= Roberto Antonio Picón Herrera =

Roberto Antonio Picón Herrera (b. c. 1963) is a Venezuelan systems engineer and former civil servant in the field of election management.

== Family ==
Roberto Antonio Picón Herrera was born in approximately 1963 in Venezuela to Roberto Picón Parra and Carolina Herrera Guevara. His parents had married on 3 June 1961. Through his mother, he is a member of the House of Herrera; he is a nephew of Reinaldo Herrera (his mother's brother) and Carolina Herrera (Reinaldo's wife).

== MUD and forced disappearance ==
Picón began working in the field of voting systems for the Democratic Unity Roundtable (MUD), a coalition of Venezuelan opposition parties, in 2011. In June 2017, he was detained as a political prisoner. On 22 June he had been visiting a building in Altamira, Caracas, when the Bolivarian National Intelligence Service (SEBIN) unlawfully raided it and arrested various people present, including Picón. Five days later, a search warrant for the building was issued, as a location of interest for the supposed storage of stolen SEBIN equipment used in riots. The retroactive warrant was based on anonymous information, and Picón's name was not mentioned even in the broader information. On 25 June, Nicolás Maduro made a public broadcast accusing Picón of sabotaging the then-upcoming 2017 Venezuelan Constituent Assembly election, which Maduro said was the reason for his detention. Picón was held without charge at El Helicoide for over 90 days, initially without communication as to his whereabouts. He was not given access to legal advice, and his case was put before a military court.
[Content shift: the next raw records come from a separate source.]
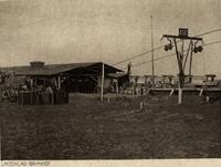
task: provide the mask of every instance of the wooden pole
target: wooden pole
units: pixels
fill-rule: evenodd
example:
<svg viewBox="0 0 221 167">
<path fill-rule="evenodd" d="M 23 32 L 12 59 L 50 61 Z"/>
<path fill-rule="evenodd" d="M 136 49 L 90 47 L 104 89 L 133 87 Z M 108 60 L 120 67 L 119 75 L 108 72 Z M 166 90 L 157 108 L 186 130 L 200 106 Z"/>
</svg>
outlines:
<svg viewBox="0 0 221 167">
<path fill-rule="evenodd" d="M 61 90 L 61 77 L 57 76 L 57 84 L 59 84 L 59 90 Z"/>
<path fill-rule="evenodd" d="M 154 32 L 152 32 L 152 15 L 151 18 L 151 81 L 152 87 L 155 87 L 155 55 L 154 55 Z"/>
<path fill-rule="evenodd" d="M 102 63 L 101 102 L 104 101 L 104 63 Z"/>
</svg>

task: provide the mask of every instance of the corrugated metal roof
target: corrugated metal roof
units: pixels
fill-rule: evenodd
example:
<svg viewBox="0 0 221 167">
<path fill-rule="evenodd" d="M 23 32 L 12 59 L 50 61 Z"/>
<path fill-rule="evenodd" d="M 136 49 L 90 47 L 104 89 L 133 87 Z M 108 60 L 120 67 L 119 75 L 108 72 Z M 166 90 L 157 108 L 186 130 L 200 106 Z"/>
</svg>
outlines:
<svg viewBox="0 0 221 167">
<path fill-rule="evenodd" d="M 75 69 L 90 67 L 93 65 L 101 65 L 102 62 L 87 62 L 87 63 L 70 63 L 70 64 L 48 64 L 44 67 L 31 67 L 31 66 L 13 66 L 1 67 L 2 71 L 13 71 L 17 75 L 56 75 L 62 72 L 72 71 Z M 112 69 L 115 72 L 120 70 L 105 64 L 105 67 Z"/>
</svg>

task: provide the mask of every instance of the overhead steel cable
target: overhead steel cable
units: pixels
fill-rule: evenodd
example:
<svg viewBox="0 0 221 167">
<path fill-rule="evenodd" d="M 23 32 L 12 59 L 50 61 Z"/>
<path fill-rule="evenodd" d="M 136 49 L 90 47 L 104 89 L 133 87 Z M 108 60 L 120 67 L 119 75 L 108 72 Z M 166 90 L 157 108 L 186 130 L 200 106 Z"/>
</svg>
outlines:
<svg viewBox="0 0 221 167">
<path fill-rule="evenodd" d="M 204 44 L 203 46 L 209 46 L 209 45 L 217 44 L 217 43 L 221 43 L 221 40 L 220 40 L 220 41 L 214 41 L 214 42 L 207 43 L 207 44 Z M 187 51 L 188 51 L 188 50 L 185 50 L 185 52 L 187 52 Z M 170 56 L 172 56 L 172 55 L 176 55 L 176 53 L 171 53 L 171 54 L 167 54 L 167 55 L 164 55 L 164 56 L 156 58 L 154 61 L 159 61 L 159 60 L 162 60 L 162 59 L 167 59 L 167 58 L 170 58 Z M 146 61 L 146 62 L 141 62 L 141 63 L 134 64 L 133 66 L 139 66 L 139 65 L 147 64 L 147 63 L 151 63 L 151 60 L 150 60 L 150 61 Z"/>
<path fill-rule="evenodd" d="M 218 32 L 218 31 L 221 31 L 221 28 L 215 29 L 215 30 L 212 30 L 212 31 L 208 31 L 208 32 L 204 32 L 204 33 L 201 33 L 201 34 L 198 34 L 198 35 L 196 35 L 196 36 L 202 36 L 202 35 L 207 35 L 207 34 L 211 34 L 211 33 L 214 33 L 214 32 Z M 180 42 L 180 41 L 178 41 L 178 42 Z M 157 46 L 157 48 L 154 49 L 154 51 L 157 51 L 157 50 L 159 50 L 159 49 L 162 49 L 164 46 L 165 46 L 165 45 Z M 151 50 L 145 51 L 145 52 L 140 53 L 140 54 L 137 54 L 137 55 L 130 56 L 130 58 L 128 58 L 128 59 L 122 60 L 122 61 L 119 61 L 119 62 L 117 62 L 117 63 L 114 63 L 113 65 L 118 65 L 118 64 L 122 64 L 122 63 L 131 61 L 131 60 L 134 60 L 134 59 L 136 59 L 136 58 L 139 58 L 139 56 L 143 56 L 143 55 L 145 55 L 145 54 L 147 54 L 147 53 L 151 53 Z"/>
</svg>

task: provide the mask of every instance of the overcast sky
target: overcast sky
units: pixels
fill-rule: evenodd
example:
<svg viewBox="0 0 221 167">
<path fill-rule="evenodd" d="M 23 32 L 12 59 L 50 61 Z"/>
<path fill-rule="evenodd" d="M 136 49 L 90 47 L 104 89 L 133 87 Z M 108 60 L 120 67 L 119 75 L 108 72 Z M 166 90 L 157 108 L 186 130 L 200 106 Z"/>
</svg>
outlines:
<svg viewBox="0 0 221 167">
<path fill-rule="evenodd" d="M 0 65 L 95 62 L 108 64 L 149 51 L 150 15 L 155 46 L 162 34 L 188 28 L 190 35 L 221 28 L 220 0 L 11 0 L 0 1 Z M 221 31 L 202 36 L 204 44 L 221 40 Z M 158 50 L 155 56 L 172 53 Z M 193 55 L 193 73 L 221 76 L 221 43 Z M 149 61 L 145 54 L 131 64 Z M 126 62 L 128 63 L 128 62 Z M 117 67 L 126 67 L 126 63 Z M 157 74 L 177 74 L 176 56 L 156 61 Z M 151 64 L 134 66 L 150 74 Z"/>
</svg>

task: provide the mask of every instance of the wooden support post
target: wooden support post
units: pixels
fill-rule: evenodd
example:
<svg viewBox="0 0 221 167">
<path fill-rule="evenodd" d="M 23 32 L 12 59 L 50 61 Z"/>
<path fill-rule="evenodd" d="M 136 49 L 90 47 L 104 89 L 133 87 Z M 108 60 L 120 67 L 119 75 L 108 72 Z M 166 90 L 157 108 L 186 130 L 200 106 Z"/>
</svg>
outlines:
<svg viewBox="0 0 221 167">
<path fill-rule="evenodd" d="M 104 63 L 102 63 L 101 102 L 104 101 Z"/>
<path fill-rule="evenodd" d="M 182 104 L 182 88 L 181 87 L 179 87 L 178 90 L 178 104 L 179 105 Z"/>
<path fill-rule="evenodd" d="M 116 93 L 119 94 L 118 80 L 116 81 Z"/>
<path fill-rule="evenodd" d="M 199 97 L 201 97 L 201 96 L 202 96 L 202 93 L 203 93 L 203 91 L 204 91 L 203 88 L 201 88 L 201 90 L 200 90 Z"/>
<path fill-rule="evenodd" d="M 172 88 L 169 93 L 169 96 L 172 96 L 172 94 L 175 93 L 175 88 Z"/>
<path fill-rule="evenodd" d="M 61 90 L 61 77 L 57 76 L 57 88 Z"/>
</svg>

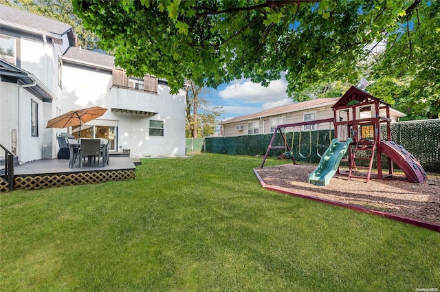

The lack of process in his detention – which the Venezuelan government, when questioned, did not deny – and the understanding that he was arrested in order to prevent his work for the MUD in promoting free and fair elections, caused the United Nations to issue an opinion in November 2017 (published in January 2018) that the Venezuelan government was in violation of both the Universal Declaration of Human Rights and the International Covenant on Civil and Political Rights.

== CNE ==
In 2021, Picón became one of the heads (rectors) of the government's National Electoral Council (CNE), as one of five members. The five rectors were appointed through a series of negotiations to include representation in the CNE from opposition political groups as well as those which were government-aligned. Prior to the 2021 Venezuelan regional elections, Picón posted on Twitter that the CNE knew of at least 24 people who had been arbitrarily prevented from running as candidates; Picón was the only member of the CNE to criticise the arbitrary detentions of successful opposition politicians during violence following the 2021 elections. He resigned on 19 June 2023 as the ninth CNE official to resign that week, citing irregularities and lack of transparency preventing them from managing elections.